Ritornati quasi di fronte a Via Gonnelli, si sottopassa il basso Arco di Mastronatale e si giunge in Piazza Antico Ospedale. Di qui, invece di uscire sulla strada che circonda il centro storico, s’imbocca, a destra, Via San Vito, in fondo alla quale, all’angolo con Via Chiesa, s’incontra un’architrave con la data 1584 e poco oltre, già di fronte alla Chiesa Matrice, nell’angolo della costruzione di fianco, un’altra ancora, sulla quale sono incisi due pesci che si fronteggiano. Su Piazza Chiesa si apre la Chiesa Santa Maria Assunta, del XVI secolo ma con rifacimenti ottocenteschi, sormontata da un campanile settecentesco.
All’interno, due sculture di Stefano da Putignano (circa 1470 – circa 1539), la Vergine con Bambino e la Trinità, e la cappella privata della famiglia Moles, dedicata ai Santi Cosma e Damiano. Di qui, da Piazza Chiesa, si raggiunge la vicina Piazza Silvio Orlandi, dove, se ci si vuole concedere una pausa, si può assaggiare al Caffè Iacovazzi, un dolce tipico di Turi, la Faldacchea: pasta di mandorle lavorata con tuorli d’uova, la cosiddetta pasta reale, Pan di Spagna e amarene; il tutto ricoperto dalla glassa, ottenuta dall’albume, o da cioccolata, o da zucchero. Pare che la ricetta di questo dolce sia d’origine monastica e sia stata appresa, tanto tempo fa, da una lavorante di Turi, a servizio in un convento di suore; è un dolce che si può trovare anche presso la Dolciaria Aurelia, nella non distante Via Vincenzo Orlandi.

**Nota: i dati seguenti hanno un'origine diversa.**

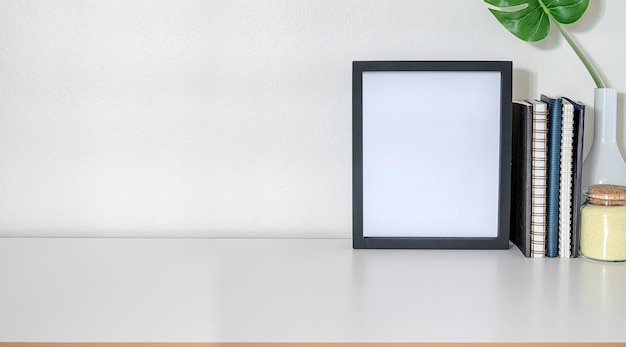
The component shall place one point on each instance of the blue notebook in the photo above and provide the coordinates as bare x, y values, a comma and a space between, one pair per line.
554, 161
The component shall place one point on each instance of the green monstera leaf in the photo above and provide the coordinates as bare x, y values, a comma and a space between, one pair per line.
530, 21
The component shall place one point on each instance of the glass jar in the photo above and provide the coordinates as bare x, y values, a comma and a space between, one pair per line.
603, 223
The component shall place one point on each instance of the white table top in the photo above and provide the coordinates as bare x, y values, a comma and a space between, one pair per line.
244, 290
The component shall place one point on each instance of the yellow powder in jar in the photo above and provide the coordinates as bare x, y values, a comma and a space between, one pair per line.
603, 232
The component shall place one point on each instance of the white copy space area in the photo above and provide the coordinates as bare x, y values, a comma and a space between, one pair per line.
431, 155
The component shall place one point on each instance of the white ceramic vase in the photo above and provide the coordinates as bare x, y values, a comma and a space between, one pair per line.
604, 163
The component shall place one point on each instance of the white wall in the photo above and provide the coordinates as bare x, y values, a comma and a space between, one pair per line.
229, 117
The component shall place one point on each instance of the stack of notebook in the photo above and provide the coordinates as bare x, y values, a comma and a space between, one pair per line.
546, 176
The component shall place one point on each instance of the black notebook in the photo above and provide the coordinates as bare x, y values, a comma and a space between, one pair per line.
521, 176
579, 130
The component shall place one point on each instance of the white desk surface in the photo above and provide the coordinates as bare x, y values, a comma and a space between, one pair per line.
244, 290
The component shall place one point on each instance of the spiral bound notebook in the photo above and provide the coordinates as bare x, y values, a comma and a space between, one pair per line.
566, 174
554, 161
539, 166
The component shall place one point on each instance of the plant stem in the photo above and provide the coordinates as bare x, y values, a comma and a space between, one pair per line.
579, 53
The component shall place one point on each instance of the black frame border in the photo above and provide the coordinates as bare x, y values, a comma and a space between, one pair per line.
502, 240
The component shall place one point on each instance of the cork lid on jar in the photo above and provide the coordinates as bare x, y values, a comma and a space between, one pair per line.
606, 194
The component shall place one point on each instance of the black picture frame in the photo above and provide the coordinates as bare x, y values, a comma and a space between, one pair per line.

A questo punto ci si avvia per Via XX Settembre, lungo la quale s’incontra il Municipio, già Collegio dei Padri Scolopi, del 1645, e si raggiunge, all’inizio di Piazza Caracciolo, la Chiesa di San Rocco, dell’XI-XII secolo, in stile romanico-bizantino, con aggiunte e rifacimenti nei secoli successivi (sul portale è incisa la data 1505), a due cupole in asse e con coperture piramidali, retaggio, forse, di un modello architettonico longobardo.
Attraversati i giardini di Piazza Sandro Pertini, si costeggia il Carcere Mandamentale, dove il presidente-partigiano venne imprigionato negli anni Trenta dello scorso secolo, incontrandovi Antonio Gramsci, anch’egli qui detenuto, e dove nel 1979 tornò, da Presidente della Repubblica, per rivedere i luoghi della sua detenzione. Raggiunta Piazza Aldo Moro – vi è dedicata una lapide – s’incontra la bella Torre dell’Orologio, progettata nel 1888 dall’architetto Sante Simone e inaugurata nel 1892, come ricorda un’iscrizione alla sommità. A questo punto si retrocede, imboccando Via Maggiore Orlandi, che si segue sino a intersecare, sulla sinistra, Via Nardelli, portandosi, così, in Via Giuseppe Orlandi. La si oltrepassa, e ci si inoltra per Via Madonna delle Grazie, dove, sottopassato un arco, si trova la minuscola cappelletta, del XVIII secolo, che dà il nome alla strada. Proseguendo lungo la tortuosa viuzza, si esce dal centro storico, ritrovandosi in Via Giuseppe Massari. Si costeggia, a destra, per un breve tratto il Palazzo Marchesale, tornando, così, al punto di partenza, in Largo Marchesale.
Fuori dell’abitato, infine, va segnalata, sulla strada per Rutigliano, nei pressi del Cimitero, la Chiesa di Sant’Oronzo, edificata sulla grotta nella quale il santo – secondo la tradizione, consacrato primo vescovo di Lecce da San Paolo – avrebbe trovato rifugio durante la persecuzione di Nerone. Dalla sovrastante chiesa, con tre altari, attraverso una solenne scalinata, si accede alla suggestiva grotta sottostante, ricca di concrezioni alabastrine e di un prezioso pavimento maiolicato, del XVII secolo, con raffigurazioni floreali, posto davanti all’altare del santo patrono di Turi.